The occurrence of methane and heavier homologues and unsaturated hydrocarbons was recorded in 226 soil gas samples recovered from a study area in the Pomeranian Synclinorium, NW Poland. Samples were collected at stations located along three survey lines (I-I’, II-II’ and III-III’) at a 200 m spacing. Concentrations of methane, total alkanes (C2-C4) and total alkenes (C2-C4) reached 13.7 vol. %, 18.4 ppm and 0.555 ppm, respectively. Soil gas alkanes heavier than methane were interpreted to be derived from subsurface hydrocarbon accumulations. These hydrocarbons migrated up into the near-surface zone along structural discontinuities and fractures which were observed on seismic profiles.

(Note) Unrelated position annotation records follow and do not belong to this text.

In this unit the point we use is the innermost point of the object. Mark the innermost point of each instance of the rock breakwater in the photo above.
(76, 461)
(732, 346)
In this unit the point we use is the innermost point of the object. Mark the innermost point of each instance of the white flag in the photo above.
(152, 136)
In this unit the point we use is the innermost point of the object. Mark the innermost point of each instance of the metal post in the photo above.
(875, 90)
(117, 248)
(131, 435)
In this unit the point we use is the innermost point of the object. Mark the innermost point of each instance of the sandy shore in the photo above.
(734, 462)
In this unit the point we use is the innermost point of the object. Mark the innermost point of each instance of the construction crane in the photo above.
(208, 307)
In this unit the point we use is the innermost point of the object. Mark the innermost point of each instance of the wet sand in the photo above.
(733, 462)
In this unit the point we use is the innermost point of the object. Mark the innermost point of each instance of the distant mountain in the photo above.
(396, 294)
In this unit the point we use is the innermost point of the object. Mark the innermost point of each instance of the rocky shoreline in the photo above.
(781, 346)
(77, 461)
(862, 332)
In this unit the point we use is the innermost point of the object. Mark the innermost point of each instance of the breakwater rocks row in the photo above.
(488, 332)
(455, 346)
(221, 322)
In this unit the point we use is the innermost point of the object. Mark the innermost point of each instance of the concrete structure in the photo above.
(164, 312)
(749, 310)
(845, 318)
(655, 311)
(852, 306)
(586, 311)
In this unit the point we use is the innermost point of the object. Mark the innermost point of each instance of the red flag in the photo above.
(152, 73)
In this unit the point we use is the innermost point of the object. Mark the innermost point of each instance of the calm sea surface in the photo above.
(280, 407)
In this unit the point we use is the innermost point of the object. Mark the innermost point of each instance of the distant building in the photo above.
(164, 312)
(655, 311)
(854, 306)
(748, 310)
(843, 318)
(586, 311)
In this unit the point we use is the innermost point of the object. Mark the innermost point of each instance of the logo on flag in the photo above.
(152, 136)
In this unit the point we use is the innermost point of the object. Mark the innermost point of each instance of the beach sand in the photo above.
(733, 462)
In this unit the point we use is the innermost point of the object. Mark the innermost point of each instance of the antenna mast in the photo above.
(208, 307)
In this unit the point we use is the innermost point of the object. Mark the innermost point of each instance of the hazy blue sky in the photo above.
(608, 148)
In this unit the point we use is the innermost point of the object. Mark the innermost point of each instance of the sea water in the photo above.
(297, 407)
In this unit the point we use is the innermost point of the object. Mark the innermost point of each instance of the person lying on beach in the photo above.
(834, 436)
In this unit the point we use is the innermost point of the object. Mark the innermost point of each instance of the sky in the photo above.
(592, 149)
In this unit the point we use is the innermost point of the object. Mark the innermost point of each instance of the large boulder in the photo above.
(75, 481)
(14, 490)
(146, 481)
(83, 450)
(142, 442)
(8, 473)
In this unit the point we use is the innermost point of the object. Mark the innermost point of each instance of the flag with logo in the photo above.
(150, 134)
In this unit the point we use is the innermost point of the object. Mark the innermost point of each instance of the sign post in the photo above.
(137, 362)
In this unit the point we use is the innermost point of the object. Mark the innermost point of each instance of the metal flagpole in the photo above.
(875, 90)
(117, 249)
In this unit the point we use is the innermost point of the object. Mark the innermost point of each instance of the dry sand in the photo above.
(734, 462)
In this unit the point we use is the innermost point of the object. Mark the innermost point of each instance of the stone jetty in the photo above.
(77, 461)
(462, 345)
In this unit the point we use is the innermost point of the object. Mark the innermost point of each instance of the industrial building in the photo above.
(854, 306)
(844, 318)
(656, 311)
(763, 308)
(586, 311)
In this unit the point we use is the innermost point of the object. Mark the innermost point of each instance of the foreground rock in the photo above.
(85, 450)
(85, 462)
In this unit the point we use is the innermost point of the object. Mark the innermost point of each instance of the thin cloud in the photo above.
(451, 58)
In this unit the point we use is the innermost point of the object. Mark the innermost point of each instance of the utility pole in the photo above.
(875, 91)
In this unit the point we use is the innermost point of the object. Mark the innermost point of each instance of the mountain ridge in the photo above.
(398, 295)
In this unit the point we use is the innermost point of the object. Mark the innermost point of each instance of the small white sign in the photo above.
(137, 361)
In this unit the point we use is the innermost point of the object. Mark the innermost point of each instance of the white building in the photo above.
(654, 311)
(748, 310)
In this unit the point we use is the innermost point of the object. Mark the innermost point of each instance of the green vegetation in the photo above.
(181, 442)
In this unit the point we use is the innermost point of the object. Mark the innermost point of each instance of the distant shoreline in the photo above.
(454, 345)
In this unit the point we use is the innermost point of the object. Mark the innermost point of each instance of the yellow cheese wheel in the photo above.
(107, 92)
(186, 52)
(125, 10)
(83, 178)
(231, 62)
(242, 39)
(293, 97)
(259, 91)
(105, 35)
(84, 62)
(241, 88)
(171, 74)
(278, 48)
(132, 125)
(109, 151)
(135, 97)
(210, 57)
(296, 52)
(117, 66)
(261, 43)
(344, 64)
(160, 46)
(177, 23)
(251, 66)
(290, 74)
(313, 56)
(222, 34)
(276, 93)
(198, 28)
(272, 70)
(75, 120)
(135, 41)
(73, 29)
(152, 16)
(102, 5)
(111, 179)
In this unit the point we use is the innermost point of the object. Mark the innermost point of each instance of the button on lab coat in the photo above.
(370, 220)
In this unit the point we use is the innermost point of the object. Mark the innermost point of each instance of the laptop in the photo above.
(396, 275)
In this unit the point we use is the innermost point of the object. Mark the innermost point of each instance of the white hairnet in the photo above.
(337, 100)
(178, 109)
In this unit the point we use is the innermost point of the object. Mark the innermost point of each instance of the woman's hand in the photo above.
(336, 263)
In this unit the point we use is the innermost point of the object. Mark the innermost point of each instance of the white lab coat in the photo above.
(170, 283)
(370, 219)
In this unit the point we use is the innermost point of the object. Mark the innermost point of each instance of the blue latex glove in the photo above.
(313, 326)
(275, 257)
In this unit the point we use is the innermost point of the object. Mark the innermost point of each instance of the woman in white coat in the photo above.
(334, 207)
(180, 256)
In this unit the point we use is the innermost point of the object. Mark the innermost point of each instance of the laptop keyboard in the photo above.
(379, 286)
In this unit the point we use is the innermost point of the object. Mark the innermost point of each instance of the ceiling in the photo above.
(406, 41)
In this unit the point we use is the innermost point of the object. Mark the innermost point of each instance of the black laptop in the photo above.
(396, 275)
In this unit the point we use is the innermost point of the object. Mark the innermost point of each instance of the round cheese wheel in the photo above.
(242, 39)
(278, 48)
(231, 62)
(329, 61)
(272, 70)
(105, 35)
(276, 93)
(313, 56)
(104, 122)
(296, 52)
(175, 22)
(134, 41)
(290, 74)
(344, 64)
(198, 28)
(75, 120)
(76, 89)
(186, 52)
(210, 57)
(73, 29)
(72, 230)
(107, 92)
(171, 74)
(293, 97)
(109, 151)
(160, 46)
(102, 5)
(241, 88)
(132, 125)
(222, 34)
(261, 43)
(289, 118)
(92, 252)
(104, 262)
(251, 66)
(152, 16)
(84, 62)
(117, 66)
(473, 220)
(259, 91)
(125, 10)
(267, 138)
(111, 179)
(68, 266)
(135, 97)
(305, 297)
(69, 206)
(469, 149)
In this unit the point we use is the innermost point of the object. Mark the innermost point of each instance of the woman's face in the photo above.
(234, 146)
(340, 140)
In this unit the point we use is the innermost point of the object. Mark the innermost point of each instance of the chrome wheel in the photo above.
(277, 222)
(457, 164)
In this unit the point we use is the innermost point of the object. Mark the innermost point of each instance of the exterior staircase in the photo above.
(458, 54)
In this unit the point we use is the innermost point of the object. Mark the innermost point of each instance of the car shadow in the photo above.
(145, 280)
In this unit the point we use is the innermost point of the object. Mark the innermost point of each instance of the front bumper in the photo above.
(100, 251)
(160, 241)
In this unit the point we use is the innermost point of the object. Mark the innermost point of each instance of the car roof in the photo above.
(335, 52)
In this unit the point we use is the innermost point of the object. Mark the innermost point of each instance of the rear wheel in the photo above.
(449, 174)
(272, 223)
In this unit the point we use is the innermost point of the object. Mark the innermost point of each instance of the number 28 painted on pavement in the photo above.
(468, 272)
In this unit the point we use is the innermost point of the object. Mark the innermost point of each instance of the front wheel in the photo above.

The migration rate of hydrocarbons from subsurface accumulations towards the surface was determined by the ethane/ethylene (C2/C2=) ratio. The statistical distribution of the ethane:propane (C2/C3) ratio and plots of the C2/C3+C4 and C1/C2+C3 ratios indicated that accumulations of condensate, gas or oil with a gas cap probably occur in the study area. Variations in normalized values of total alkane C2-C4 concentrations allowed surface geochemical anomaly zones to be identified. These anomaly zones were evidence for the occurrence of subsurface hydrocarbon accumulations.

Hydrocarbon accumulations are most likely to occur beneath the central part of profile II-II’ and may also occur in the SW and NE parts of profile III-III’ where both the Carboniferous and the Zechstein Main Dolomite are prospective. In these areas, hydrocarbon accumulations may occur in fault-bounded anticlinal highs.

Surface geochemical anomalies also confirm the presence of a non-commercial hydrocarbon accumulation in the Main Dolomite which was discovered by the D-1 well, and the possibility of another subsurface accumulation in an adjacent tectonic block. Soil gas analyses combined with seismic data provide evidence for the hydrocarbon prospectivity of the study area.